The biologic effects of variable ventilation may depend on the etiology of acute respiratory distress syndrome. We compared variable and conventional ventilation in experimental pulmonary and extrapulmonary acute respiratory distress syndrome.

Design:

Prospective, randomized, controlled experimental study.

Settings:

University research laboratory.

Subjects:

Twenty-four Wistar rats.

Interventions:

Acute respiratory distress syndrome was induced by Escherichia coli lipopolysaccharide administered intratracheally (pulmonary acute respiratory distress syndrome, n = 12) or intraperitoneally (extrapulmonary acute respiratory distress syndrome, n = 12). After 24 hours, animals were randomly assigned to receive conventional (volume-controlled ventilation, n = 6) or variable ventilation (n = 6). Nonventilated animals (n = 4 per etiology) were used for comparison of diffuse alveolar damage, E-cadherin, and molecular biology variables. Variable ventilation was applied on a breath-to-breath basis as a sequence of randomly generated tidal volume values (n = 600; mean tidal volume = 6 mL/kg), with a 30% coefficient of variation (normal distribution). After randomization, animals were ventilated for 1 hour and lungs were removed for histology and molecular biology analysis.

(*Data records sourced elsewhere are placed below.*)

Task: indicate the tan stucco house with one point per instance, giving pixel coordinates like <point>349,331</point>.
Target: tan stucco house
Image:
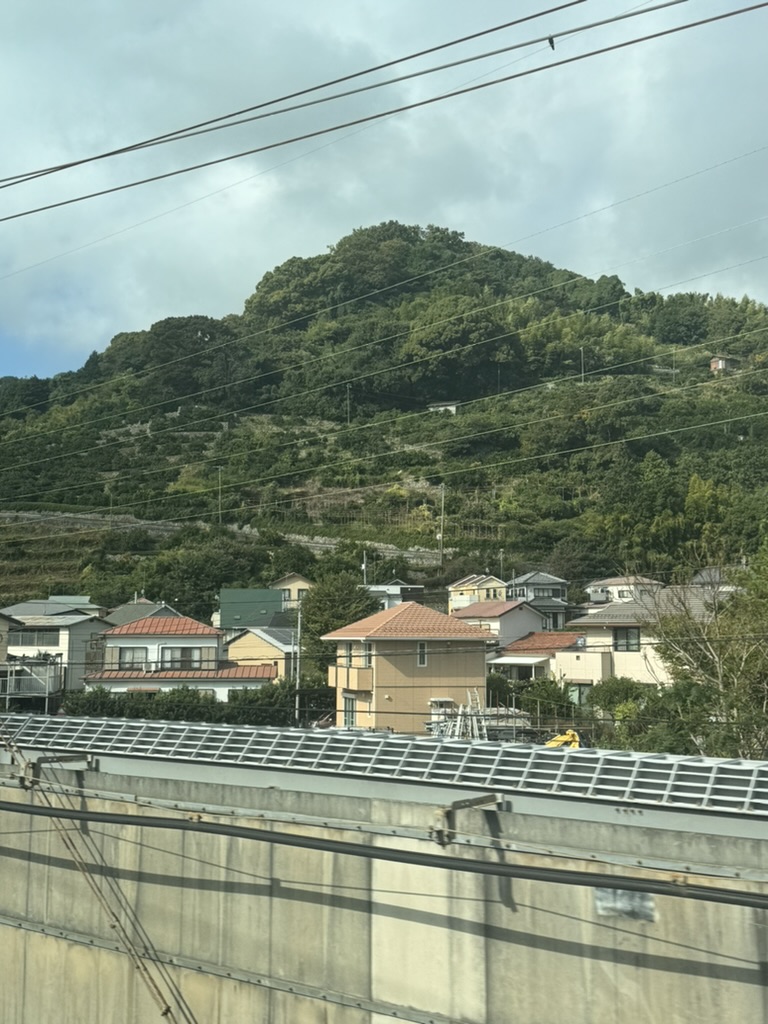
<point>293,587</point>
<point>270,645</point>
<point>400,667</point>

Measurements and Main Results:

Variable ventilation improved oxygenation and reduced lung elastance compared with volume-controlled ventilation in both acute respiratory distress syndrome etiologies. In pulmonary acute respiratory distress syndrome, but not in extrapulmonary acute respiratory distress syndrome, variable ventilation 1) decreased total diffuse alveolar damage (median [interquartile range]: volume-controlled ventilation, 12 [11–17] vs variable ventilation, 9 [8–10]; p < 0.01), interleukin-6 expression (volume-controlled ventilation, 21.5 [18.3–23.3] vs variable ventilation, 5.6 [4.6–12.1]; p < 0.001), and angiopoietin-2/angiopoietin-1 ratio (volume-controlled ventilation, 2.0 [1.3–2.1] vs variable ventilation, 0.7 [0.6–1.4]; p < 0.05) and increased relative angiopoietin-1 expression (volume-controlled ventilation, 0.3 [0.2–0.5] vs variable ventilation, 0.8 [0.5–1.3]; p < 0.01). In extrapulmonary acute respiratory distress syndrome, only volume-controlled ventilation increased vascular cell adhesion molecule-1 messenger RNA expression (volume-controlled ventilation, 7.7 [5.7–18.6] vs nonventilated, 0.9 [0.7–1.3]; p < 0.05). E-cadherin expression in lung tissue was reduced in volume-controlled ventilation compared with nonventilated regardless of acute respiratory distress syndrome etiology. In pulmonary acute respiratory distress syndrome, E-cadherin expression was similar in volume-controlled ventilation and variable ventilation; in extrapulmonary acute respiratory distress syndrome, however, it was higher in variable ventilation than in volume-controlled ventilation.

Conclusions:

Variable ventilation improved lung function in both pulmonary acute respiratory distress syndrome and extrapulmonary acute respiratory distress syndrome. Variable ventilation led to more pronounced beneficial effects in biologic marker expressions in pulmonary acute respiratory distress syndrome compared with extrapulmonary acute respiratory distress syndrome but preserved E-cadherin in lung tissue only in extrapulmonary acute respiratory distress syndrome, thus suggesting lower damage to epithelial cells.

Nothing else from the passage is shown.